One of the priorities of the ETI reform was to encourage retention of more effective 
educators and exit of less effective educators. Combined with hiring better teachers and offering 
individualized training to existing teachers, the hope was to shift the distribution of teacher 
effectiveness in the district. Figure Al is taken from “Teacher appraisal systems: how one urban 
school district is linking effective teaching to student achievement,” presented by Superintendent 
Grier at the American Association of School Administrators meeting on February 17, 2012. It 
nicely illustrates the role of the three complementary levers. 

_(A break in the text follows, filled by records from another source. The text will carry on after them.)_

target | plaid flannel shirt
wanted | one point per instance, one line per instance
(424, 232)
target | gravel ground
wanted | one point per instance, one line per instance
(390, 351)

Selective retention/exit has continued to be an important focus in HISD. For example, the 
retention rate of highly effective teachers and exit rate of ineffective teachers are among the set 
of key indicators of progress reported in the annual Facts and Figures brief released by HISD to 
the public. These indicators were first included in the 2012-13 brief and, in that year, statistics 


were reported for differential turnover following the 2010-11 and 2011-12 school years. 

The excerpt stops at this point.